Former U.S. EPA officials are puzzled by Administrator Scott Pruitt's plan to build a secure phone booth in his office at agency headquarters.
EPA signed a contract this summer to build a "privacy booth" in the administrator's office.
Acoustical Solutions, a Richmond, Va.-based company, is slated to build a soundproof booth — at a cost of $24,570 — to ensure the secrecy of Pruitt's phone calls. The project is expected to be completed by Oct. 9, according to the contract, which was first reported by The Washington Post.
Past EPA leaders say they are puzzled by Pruitt building a Sensitive Compartmented Information Facility, or SCIF, considering EPA already has such a facility in its Washington headquarters.
When asked by E&E News about Pruitt's phone booth, Stan Meiburg laughed.
"What is the compelling argument to have a SCIF on the third floor in the administrator's office? It's certainly a bit of a head-scratcher," said Meiburg, who was EPA's acting deputy administrator from 2014 to 2017.
"There is a legitimate need to have a facility for secure communications. ... They have one down there in the basement. I've been in it. It's easily accessible," he said. "The administrator can take an elevator to get down there."
EPA press officials didn't respond to questions from E&E News for this story.
Liz Bowman, an EPA spokeswoman, told The Washington Post the enclosure was "a secured communication area in the administrator's office so secured calls can be received and made," adding it was a SCIF that EPA needed to update.
Other EPA contract records show the agency has paid $7,978 to "remove CCTV equipment to accommodate a secure phone booth for the administrator's office."
Former EPA officials told E&E News that along with the agency operating a SCIF in the basement of headquarters, there is also a secure area in EPA's Office of Homeland Security to review classified documents and hold closed talks. Several who served at the agency in the Obama administration struggled to explain the need for another secure area.
Asked whether he was confused by EPA building a secure phone booth for Pruitt, Avi Garbow said, "I would certainly say so."
"I'm not privy to the internal justifications, but the reports I have seen do not comfortably match my own experience," said Garbow, EPA's general counsel from 2013 to 2017 and now a partner at Gibson Dunn.
"This is just so bizarre. It seems like the height of paranoia to me," said Liz Purchia, a former EPA public affairs chief under Administrator Gina McCarthy, about the secure booth. "As someone who spent a lot of time in the administrator's office, I can tell you that there was nothing like this previously."
Purchia said Pruitt may want his own SCIF to avoid staff as well as documenting his use of the room and the information that warrants protection. His critics have tagged the EPA administrator with a penchant for secrecy.
Pruitt did not release his public calendar until this week, more than seven months into his tenure. He also has avoided documenting his orders, instead issuing "oral directives" (Greenwire, July 3). And the EPA chief has ramped up his personal security detail compared with his predecessors, leading to increased spending (Greenwire, July 5).

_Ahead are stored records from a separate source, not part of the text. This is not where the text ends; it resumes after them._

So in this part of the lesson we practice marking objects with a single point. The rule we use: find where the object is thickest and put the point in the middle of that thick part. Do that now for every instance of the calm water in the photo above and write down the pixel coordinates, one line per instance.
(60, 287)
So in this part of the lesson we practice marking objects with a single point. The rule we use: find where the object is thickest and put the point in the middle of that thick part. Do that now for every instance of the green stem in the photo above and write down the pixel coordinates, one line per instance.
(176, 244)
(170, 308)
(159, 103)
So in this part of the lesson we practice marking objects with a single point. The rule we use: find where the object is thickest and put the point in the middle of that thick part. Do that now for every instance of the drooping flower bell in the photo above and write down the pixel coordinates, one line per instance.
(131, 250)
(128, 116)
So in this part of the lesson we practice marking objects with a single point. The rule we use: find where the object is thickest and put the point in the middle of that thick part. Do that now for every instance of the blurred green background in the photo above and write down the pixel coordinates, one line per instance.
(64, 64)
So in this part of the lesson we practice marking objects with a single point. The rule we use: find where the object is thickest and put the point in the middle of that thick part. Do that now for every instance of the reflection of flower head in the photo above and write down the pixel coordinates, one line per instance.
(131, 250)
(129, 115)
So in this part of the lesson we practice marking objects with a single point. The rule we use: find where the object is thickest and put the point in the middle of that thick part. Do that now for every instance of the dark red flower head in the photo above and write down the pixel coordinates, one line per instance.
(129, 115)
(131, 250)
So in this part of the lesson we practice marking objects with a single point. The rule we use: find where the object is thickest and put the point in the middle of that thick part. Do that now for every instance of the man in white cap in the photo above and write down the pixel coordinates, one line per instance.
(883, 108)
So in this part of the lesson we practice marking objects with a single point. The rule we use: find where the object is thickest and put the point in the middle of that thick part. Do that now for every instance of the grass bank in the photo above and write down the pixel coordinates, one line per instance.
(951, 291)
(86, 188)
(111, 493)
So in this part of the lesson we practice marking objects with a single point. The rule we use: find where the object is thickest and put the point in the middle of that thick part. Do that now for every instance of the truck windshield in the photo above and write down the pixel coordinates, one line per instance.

Garbow said it was not common for EPA staff, even the administrator, to use the agency's SCIF.
"When the SCIF was used, it was relatively few and far between," Garbow said.
In addition, EPA rarely handles classified information. The agency has only eight classified documents, with four set to be declassified, according to a fiscal 2017 classification review.
"Oh, good heavens, no," Meiburg said when asked whether he often handled classified information. "Handling classified information only happened on an occasional basis, and generally because it was usually dealing with national security, generated by other agencies."
Going to the SCIF is "not something you do even on a weekly or a monthly basis," Meiburg said.
"I used the SCIF a couple of occasions, but of the times we used it, we used it to do a conference call initiated by other agencies, typically the National Security Council," Meiburg said. "Why you need a new one is not clear to me. ... The business case for me is a little hard to make, from a national security perspective."